Jacob Hadfield, a graduate student focusing on animal science, summed up the main purpose of the study. “Can producers build pastures with high enough nutritional quality that they can raise replacement heifers on pasture without having to spend extra money?” Hadfield says. “If a producer already has this resource, pasture is going to be much cheaper than organic feed.”
The set-up
To ensure a producer was making the most economically beneficial choice, the team chose four grasses with varying levels of energy to pair with BFT. They chose to use Cache meadow bromegrass, QuickDraw orchardgrass, Fawn tall fescue and Amazon perennial ryegrass.
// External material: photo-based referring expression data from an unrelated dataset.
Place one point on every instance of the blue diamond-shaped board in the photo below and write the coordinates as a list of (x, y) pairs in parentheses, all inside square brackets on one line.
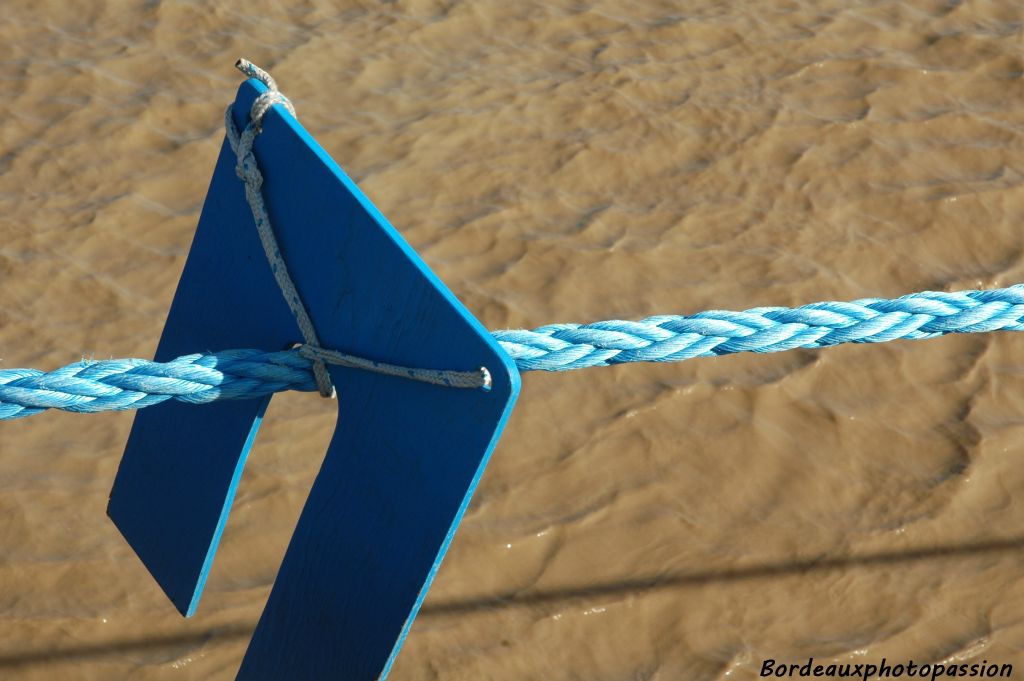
[(404, 457)]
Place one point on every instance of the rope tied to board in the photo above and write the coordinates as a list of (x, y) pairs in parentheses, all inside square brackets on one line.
[(90, 386), (120, 384), (248, 171)]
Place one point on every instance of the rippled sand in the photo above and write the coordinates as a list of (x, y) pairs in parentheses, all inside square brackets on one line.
[(563, 162)]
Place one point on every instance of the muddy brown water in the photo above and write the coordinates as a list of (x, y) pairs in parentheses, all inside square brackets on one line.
[(557, 162)]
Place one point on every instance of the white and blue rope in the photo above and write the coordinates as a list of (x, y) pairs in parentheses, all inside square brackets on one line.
[(120, 384)]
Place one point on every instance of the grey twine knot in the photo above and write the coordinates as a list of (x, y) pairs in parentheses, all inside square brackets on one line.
[(248, 170)]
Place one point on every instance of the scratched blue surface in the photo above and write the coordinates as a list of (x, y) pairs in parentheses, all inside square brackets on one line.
[(404, 458)]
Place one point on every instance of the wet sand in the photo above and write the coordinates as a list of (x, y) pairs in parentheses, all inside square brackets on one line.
[(563, 162)]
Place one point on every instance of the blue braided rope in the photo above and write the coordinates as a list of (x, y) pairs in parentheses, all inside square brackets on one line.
[(119, 384)]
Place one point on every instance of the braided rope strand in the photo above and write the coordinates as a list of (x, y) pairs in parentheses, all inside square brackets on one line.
[(120, 384), (673, 338)]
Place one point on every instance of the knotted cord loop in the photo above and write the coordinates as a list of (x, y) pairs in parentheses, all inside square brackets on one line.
[(248, 171)]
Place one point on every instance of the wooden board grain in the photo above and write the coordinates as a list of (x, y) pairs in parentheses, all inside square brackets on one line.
[(404, 458)]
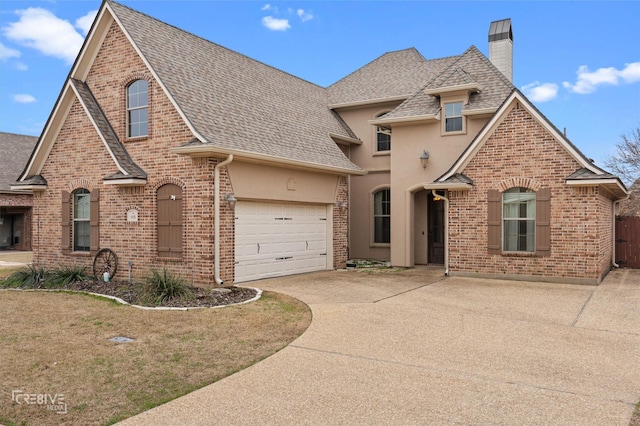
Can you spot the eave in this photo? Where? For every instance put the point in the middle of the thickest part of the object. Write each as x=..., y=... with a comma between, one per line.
x=612, y=185
x=457, y=186
x=207, y=150
x=414, y=119
x=479, y=113
x=369, y=102
x=344, y=140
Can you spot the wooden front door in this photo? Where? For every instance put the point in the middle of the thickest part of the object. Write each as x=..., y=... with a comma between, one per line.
x=628, y=241
x=436, y=230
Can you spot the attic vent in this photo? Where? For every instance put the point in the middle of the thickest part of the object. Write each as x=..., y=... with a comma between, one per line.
x=501, y=47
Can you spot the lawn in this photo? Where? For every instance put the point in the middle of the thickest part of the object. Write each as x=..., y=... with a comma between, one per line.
x=57, y=354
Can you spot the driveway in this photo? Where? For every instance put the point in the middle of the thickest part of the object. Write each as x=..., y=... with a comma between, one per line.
x=414, y=347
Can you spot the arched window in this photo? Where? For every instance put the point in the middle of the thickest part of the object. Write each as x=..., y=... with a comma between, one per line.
x=382, y=216
x=81, y=220
x=519, y=219
x=138, y=109
x=383, y=137
x=169, y=198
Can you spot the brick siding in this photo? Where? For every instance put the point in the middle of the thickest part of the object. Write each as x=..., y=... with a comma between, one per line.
x=79, y=159
x=521, y=152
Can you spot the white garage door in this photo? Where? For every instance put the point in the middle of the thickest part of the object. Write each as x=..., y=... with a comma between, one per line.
x=274, y=239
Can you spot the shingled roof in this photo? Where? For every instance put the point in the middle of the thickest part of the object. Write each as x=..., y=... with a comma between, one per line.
x=470, y=67
x=394, y=74
x=128, y=169
x=235, y=102
x=15, y=151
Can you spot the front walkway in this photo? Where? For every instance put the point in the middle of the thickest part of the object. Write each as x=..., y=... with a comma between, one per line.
x=414, y=347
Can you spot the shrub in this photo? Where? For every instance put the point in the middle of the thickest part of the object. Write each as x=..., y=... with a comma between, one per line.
x=29, y=277
x=164, y=286
x=66, y=275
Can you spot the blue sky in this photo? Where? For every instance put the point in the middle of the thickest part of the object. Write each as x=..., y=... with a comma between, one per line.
x=579, y=61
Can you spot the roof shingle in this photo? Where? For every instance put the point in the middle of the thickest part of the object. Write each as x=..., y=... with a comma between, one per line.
x=235, y=102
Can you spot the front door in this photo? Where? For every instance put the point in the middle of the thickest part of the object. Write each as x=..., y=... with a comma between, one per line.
x=436, y=230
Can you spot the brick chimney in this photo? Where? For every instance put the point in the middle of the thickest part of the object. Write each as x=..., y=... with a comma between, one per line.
x=501, y=46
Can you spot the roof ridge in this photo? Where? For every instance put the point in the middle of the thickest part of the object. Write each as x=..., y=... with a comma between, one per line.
x=212, y=42
x=420, y=55
x=473, y=49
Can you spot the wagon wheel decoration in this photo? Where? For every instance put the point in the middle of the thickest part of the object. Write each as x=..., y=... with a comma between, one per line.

They built eight pastures – one pasture for each individual grass and another pasture for each grass with BFT. Each pasture received Chilean nitrate yearly as an approved organic source of nitrogen. The pastures without BFT received a second round of nitrate each year. The heifers were put in a rotational grazing system, and all data points were taken after a 12-hour fast.
The findings
Ultimately, this study showed the researchers that BFT had an overall positive impact. The team analyzed the bodyweight, blood urea nitrogen levels and other growth measures and found that the fields with BFT almost always outperformed the grass-only pastures.
The largest difference came when comparing bodyweights. Each pasture with BFT saw significantly higher gains than the pastures that only contained the corresponding grass. This contributed to the greater economic returns also shown in the mixed pastures. “I think it's a great opportunity for producers to be able to lower their costs overall,” Hadfield says.
The team was also interested in how the low levels of condensed tannins affected the heifers. “Because dairy is known to have high blood urea nitrogen on grazing,” Waldron says, “we wanted to see if the condensed tannins would reduce that.” The team did not find the large impact they thought they might. The levels of condensed tannins may have been too low, or there could have been a genetic element in play. A new phase of this research is nearing completion, analyzing four different dairy breeds and what role genetics may have played in these findings.
Determining which grass would be the best to pair with BFT was a bit tricky. The higher-energy grasses like perennial ryegrass had a lower yield. Even though the heifers gained more on these pastures, the lowered carrying capacity balanced out the economics. Producers need to decide which grass to pair based on their specific growing conditions and carrying capacity.
Recommendations
“A lot of people in the West are afraid of using BFT,” Waldron says. He has had producers tell him that BFT will not survive grazing. “That’s probably true under conventional grazing, but under rotational grazing there’s no reason it won’t persist.”
Waldron recommends starting on a different paddock each year when using a rotational grazing method. This means a different area will be grazed last each year, helping the BFT to persist for the next season.
Both Waldron and Hadfield emphasized the importance of resting the BFT pastures for the month of September. “It’s not like alfalfa,” Waldron says. “It doesn’t put root reserves in throughout the year – it does it in the fall right before winter. You have to rest it in September. Wait for a frost and then you can go back in and graze it.”
Adding BFT to the mix increases growth and economic returns for producers raising replacement heifers on pasture. The increased nutritional quality and forage can’t be ignored. Even though this study was an organic model, traditional producers shouldn’t overlook these findings. “It’s not just for the organic producers,” Waldron says. “Now it’s for all dairy producers.”